I can’t unilaterally stop this madness. But I can control how I choose to participate. My responsibility is to all of the students that enroll in my course. Writing pro forma recommendation letters just robs too much time from my one-for-all activities.

Those are my three primary strategies for reducing all-for-one activities that don’t scale as the course size grows:

  1. Eliminate email.
  2. Excise exceptions.
  3. Refuse recommendation requests.

Together, these put me in a position to devote more time to one-for-all activities that benefit all of my students and let my course scale further. I think I could comfortably teach 10,000 students per semester. I’d like to try that one day.

Maybe this all seems a bit or even quite impersonal to you. Maybe you enjoy interacting with students and worry that you’ll miss that if nobody is emailing you about anything. A lot of us got into teaching because we like working with students one-on-one. Scaling your course does involve forgoeing some of that kind of interaction in favor of one-for-all work. But surrendering all of it seems like a very high price to pay.

By reducing low-value all-for-one activities you create space for more meaningful all-for-one activities

But here’s the best part: By reducing low-value all-for-one activities you create space for more meaningful all-for-one activities without jeopardizing your one-for-all goals.

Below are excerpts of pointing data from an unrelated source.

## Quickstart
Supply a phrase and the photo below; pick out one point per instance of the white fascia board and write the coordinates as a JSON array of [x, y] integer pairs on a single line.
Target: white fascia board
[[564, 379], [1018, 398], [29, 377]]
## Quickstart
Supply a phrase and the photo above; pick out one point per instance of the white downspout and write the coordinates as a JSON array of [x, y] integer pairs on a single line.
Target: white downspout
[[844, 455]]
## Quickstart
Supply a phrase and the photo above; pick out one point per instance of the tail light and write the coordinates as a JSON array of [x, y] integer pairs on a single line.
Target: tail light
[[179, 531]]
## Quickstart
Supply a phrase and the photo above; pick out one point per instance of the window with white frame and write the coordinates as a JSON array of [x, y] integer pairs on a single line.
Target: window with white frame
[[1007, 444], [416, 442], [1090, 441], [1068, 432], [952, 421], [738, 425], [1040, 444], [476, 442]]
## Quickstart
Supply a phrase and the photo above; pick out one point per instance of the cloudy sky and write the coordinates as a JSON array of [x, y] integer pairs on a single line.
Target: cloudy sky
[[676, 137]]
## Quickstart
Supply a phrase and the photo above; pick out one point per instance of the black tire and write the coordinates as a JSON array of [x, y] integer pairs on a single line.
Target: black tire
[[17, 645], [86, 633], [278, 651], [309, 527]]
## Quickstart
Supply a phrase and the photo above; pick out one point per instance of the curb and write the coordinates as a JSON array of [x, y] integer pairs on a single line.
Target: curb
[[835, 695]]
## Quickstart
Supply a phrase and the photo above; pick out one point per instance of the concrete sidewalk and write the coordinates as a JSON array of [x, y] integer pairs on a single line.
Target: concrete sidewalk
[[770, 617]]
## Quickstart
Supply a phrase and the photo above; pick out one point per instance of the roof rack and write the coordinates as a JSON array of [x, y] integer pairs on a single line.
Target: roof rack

As an example, I still hold a few office hours a week. Very few students attend, but that’s fine, since it creates the opportunity to actually get to know the ones that do that much better. From the perspective of our all-for-one versus one-for-all framing, this is clearly more on the all-for-one side of the scale. Even if it’s open to all students, only a few are actually benefiting. And yes, I could use those hours to work on things that would benefit the entire class.

So this is hard to justify from our all-to-one versus one-for-all optimization perspective. But that’s OK! Because I enjoy office hours and the chance to meet and interact with students in my class. I’m in my class, too, and feel free to arrange at least a few things for my own benefit and enjoyment. And I feel even more comfortable engaging in this kind of indulgence knowing that I’ve created enough time for the one-for-all activities that benefit everyone: even the students I’ll never meet or hear from.

I remind myself of this a few times each semester: Optimizing the 99% means that I have more time and energy to spend on the 1%. So when I get an usual or interesting email from a student, I have time to respond fully and thoughtfully. I have time to write excellent recommendation letters for students I do know well. I have time to have great conversations with students who stop by my office during office hours. And I have time to work on higher-level issues like working with colleagues to improve the entire curriculum. And I have time to write a lot of code! Meanwhile I’m teaching 1000 students extremely well, and enjoying every minute.